- Born: Henry William Ellsworth May 14, 1814 Windsor, Connecticut, U.S.
- Died: August 14, 1864 (aged 50) New Haven, Connecticut, U.S.
- Occupations: Attorney; Author; Poet; Diplomat;
- Relatives: Henry L. Ellsworth (father) Oliver Ellsworth (grandfather)

= Henry W. Ellsworth =

American poet

Henry William Ellsworth (May 14, 1814 – August 14, 1864) was an American attorney, writer, poet and diplomat who served as Minister to Sweden.

==Life and career==
The grandson of Oliver Ellsworth and son of Henry L. Ellsworth, Henry William Ellsworth was born in Windsor, Connecticut on May 14, 1814. He graduated from Yale University in 1834, graduated from the New Haven Law School, and became an attorney in Lafayette, Indiana.

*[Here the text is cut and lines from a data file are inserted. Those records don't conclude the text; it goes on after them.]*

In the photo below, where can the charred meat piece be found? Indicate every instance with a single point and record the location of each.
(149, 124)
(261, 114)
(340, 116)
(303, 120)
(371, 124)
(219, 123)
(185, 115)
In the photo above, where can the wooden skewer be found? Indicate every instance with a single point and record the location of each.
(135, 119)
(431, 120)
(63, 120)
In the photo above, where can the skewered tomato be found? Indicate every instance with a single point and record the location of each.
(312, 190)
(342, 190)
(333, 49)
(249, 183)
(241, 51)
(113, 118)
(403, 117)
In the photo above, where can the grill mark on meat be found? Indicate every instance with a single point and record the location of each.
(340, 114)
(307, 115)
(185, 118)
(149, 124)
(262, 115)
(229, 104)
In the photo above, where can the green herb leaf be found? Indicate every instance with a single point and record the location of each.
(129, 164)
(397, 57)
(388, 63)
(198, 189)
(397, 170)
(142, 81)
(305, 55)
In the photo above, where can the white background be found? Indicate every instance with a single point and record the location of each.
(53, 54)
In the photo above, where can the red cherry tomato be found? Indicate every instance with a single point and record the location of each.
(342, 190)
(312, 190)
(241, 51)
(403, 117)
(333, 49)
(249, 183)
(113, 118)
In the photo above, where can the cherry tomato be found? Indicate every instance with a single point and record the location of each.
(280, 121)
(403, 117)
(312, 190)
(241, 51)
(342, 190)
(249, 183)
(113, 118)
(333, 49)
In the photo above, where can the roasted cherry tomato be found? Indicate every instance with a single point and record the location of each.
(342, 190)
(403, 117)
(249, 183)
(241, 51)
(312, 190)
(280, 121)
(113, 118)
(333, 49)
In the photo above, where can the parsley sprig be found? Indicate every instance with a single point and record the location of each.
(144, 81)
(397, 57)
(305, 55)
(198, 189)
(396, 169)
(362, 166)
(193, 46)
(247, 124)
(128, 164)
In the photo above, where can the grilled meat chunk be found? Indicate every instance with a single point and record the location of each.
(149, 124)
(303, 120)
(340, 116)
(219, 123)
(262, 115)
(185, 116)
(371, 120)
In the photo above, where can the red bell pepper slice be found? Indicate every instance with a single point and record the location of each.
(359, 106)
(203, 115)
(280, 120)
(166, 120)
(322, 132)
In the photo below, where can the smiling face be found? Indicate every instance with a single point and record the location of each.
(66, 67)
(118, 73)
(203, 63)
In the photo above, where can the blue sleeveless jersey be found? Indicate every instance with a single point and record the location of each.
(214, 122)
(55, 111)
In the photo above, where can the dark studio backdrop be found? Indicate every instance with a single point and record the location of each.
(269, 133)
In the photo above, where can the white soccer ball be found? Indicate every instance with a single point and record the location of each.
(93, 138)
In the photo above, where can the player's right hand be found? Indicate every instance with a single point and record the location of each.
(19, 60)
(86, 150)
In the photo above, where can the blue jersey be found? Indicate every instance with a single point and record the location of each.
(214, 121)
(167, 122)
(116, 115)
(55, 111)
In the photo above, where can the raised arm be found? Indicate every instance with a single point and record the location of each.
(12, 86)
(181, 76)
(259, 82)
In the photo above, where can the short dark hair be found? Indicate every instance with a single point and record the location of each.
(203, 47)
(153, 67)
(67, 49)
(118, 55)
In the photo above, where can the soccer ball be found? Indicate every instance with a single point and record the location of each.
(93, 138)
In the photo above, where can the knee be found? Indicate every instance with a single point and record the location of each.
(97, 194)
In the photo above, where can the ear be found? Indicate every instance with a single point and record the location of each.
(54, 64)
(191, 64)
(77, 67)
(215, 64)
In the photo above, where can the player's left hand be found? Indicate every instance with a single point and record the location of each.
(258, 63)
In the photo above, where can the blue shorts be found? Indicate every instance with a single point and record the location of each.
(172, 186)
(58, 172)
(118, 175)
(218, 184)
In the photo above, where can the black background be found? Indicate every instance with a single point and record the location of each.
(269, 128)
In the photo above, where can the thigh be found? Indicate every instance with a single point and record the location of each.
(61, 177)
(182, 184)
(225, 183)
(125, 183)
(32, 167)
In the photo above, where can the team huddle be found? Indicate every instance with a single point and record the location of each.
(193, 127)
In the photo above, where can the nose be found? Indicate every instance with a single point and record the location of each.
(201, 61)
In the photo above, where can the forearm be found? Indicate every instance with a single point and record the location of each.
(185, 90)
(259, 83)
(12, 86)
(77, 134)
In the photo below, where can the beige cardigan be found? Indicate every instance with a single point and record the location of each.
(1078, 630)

In 1844 he was a Democratic Presidential elector from Indiana. In 1845 he was appointed by President James K. Polk as Minister to Sweden and Norway, and he remained until 1849.

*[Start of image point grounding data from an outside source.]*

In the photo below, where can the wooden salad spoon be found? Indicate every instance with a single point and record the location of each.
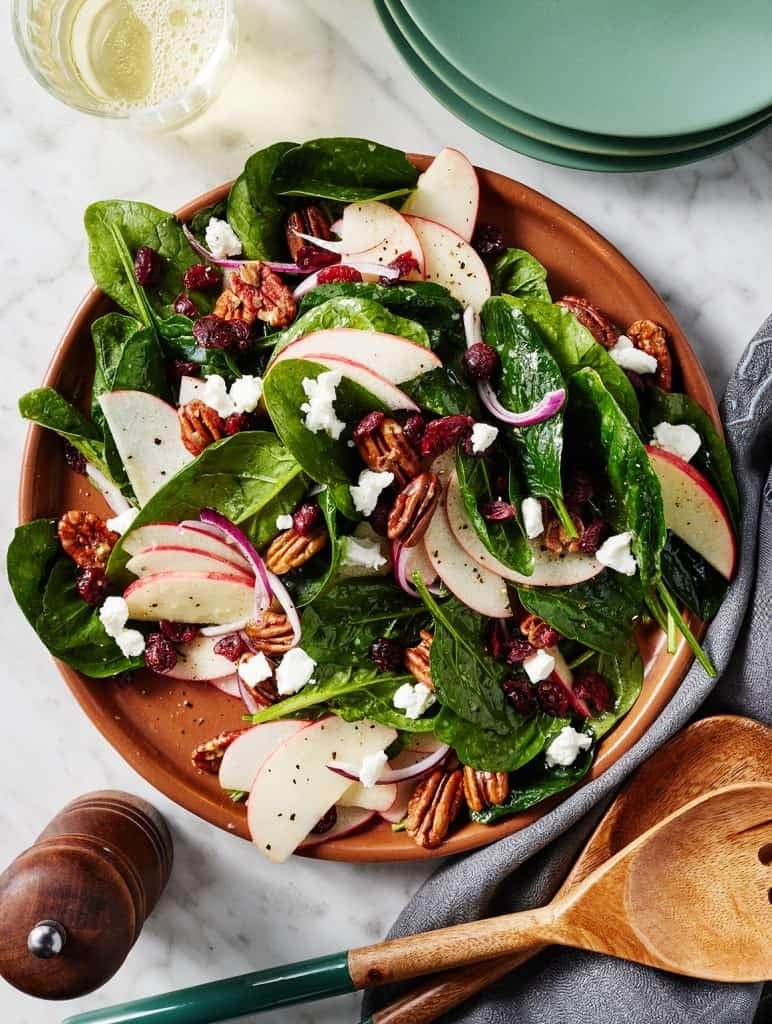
(706, 755)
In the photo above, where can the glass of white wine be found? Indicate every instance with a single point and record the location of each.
(158, 62)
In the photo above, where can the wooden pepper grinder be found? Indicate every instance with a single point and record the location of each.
(73, 905)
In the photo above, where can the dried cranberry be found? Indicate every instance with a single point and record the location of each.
(160, 654)
(146, 266)
(184, 305)
(305, 517)
(387, 653)
(497, 511)
(201, 275)
(520, 694)
(593, 690)
(337, 273)
(488, 240)
(326, 822)
(479, 361)
(230, 647)
(74, 459)
(178, 632)
(92, 586)
(444, 433)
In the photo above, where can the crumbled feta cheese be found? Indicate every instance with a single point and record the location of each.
(413, 699)
(294, 672)
(483, 436)
(222, 240)
(679, 438)
(255, 669)
(615, 553)
(122, 522)
(368, 488)
(319, 412)
(565, 747)
(628, 356)
(540, 666)
(246, 392)
(362, 552)
(532, 520)
(372, 769)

Upon returning to the United States, Ellsworth resumed practicing law, and was retained by Samuel F. B. Morse to handle several lawsuits concerning the validity of Morse's telegraph patents.

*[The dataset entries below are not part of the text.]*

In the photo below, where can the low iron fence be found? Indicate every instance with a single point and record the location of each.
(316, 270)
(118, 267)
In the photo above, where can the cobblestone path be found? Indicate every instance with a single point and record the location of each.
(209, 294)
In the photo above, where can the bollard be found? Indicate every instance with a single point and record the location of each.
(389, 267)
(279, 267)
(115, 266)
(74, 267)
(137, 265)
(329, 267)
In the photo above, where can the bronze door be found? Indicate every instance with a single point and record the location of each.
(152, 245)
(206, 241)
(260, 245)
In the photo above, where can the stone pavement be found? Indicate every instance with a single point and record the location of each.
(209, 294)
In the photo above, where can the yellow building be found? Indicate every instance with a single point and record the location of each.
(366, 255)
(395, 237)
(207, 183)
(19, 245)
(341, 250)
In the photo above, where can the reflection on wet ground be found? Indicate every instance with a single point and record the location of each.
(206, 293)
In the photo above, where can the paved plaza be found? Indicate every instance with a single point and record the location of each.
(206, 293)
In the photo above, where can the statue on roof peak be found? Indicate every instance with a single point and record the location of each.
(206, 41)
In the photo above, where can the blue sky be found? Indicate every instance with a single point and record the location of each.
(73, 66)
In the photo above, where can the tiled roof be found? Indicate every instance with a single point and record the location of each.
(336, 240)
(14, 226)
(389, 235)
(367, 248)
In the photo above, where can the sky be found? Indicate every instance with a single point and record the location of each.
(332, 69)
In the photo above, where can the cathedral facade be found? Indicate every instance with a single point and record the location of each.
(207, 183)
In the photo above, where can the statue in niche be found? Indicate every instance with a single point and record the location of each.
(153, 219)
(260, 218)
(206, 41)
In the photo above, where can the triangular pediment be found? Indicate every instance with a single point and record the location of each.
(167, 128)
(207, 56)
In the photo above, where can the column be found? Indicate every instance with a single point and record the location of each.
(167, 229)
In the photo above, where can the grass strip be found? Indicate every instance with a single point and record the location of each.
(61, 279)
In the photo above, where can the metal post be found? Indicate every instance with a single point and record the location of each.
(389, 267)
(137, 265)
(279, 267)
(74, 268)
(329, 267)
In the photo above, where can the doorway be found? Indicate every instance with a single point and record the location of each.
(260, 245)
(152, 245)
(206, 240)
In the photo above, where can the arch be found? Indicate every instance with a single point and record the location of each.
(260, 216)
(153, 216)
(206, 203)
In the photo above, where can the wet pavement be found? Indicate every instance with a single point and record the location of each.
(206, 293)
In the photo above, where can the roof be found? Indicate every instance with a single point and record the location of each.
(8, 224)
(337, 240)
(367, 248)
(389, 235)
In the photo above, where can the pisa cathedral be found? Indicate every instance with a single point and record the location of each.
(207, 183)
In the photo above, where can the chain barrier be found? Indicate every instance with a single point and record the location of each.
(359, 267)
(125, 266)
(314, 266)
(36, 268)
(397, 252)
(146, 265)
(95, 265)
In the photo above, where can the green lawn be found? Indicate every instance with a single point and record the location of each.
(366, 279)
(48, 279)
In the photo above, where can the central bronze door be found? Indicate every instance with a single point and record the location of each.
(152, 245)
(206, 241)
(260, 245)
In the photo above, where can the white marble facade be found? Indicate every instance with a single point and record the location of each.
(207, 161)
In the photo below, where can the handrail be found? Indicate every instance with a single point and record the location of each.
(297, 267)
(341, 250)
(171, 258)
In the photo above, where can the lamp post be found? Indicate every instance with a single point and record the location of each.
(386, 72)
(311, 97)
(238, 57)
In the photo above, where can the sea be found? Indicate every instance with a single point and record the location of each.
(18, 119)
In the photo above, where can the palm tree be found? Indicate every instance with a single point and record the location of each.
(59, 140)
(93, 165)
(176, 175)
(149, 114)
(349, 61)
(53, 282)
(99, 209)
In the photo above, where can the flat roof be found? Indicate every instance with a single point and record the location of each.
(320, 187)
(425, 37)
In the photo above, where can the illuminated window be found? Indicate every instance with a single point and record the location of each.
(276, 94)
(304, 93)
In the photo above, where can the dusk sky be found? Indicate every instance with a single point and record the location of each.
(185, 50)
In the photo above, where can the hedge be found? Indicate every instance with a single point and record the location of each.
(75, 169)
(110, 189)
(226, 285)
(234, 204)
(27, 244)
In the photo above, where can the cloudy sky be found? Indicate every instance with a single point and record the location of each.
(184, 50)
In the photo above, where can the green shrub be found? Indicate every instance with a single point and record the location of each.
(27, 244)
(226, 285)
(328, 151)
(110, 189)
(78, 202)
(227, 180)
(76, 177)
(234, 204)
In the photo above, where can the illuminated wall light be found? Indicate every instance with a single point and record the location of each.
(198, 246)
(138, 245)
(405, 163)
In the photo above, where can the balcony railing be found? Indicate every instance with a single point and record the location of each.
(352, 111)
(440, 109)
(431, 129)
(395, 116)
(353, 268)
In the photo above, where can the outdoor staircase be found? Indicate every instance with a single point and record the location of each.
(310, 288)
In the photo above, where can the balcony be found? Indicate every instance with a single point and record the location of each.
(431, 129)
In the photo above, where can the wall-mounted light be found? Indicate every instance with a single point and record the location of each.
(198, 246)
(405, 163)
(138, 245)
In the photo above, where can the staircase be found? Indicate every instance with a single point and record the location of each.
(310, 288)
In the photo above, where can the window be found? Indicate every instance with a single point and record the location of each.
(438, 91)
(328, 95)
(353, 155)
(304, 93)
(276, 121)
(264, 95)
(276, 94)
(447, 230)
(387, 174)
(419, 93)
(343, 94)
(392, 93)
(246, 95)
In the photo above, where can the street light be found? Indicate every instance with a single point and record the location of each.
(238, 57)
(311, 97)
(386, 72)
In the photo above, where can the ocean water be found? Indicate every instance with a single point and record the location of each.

Ellsworth was a poet and frequent contributor to The Knickerbocker magazine. His best known poems include "Lines to an Absent Wife" and "The Cholera King". He was also an author of historical and other works, including 1838's "Valley of the Upper Wabash, Indiana".

Ellsworth died in New Haven, Connecticut on August 14, 1864.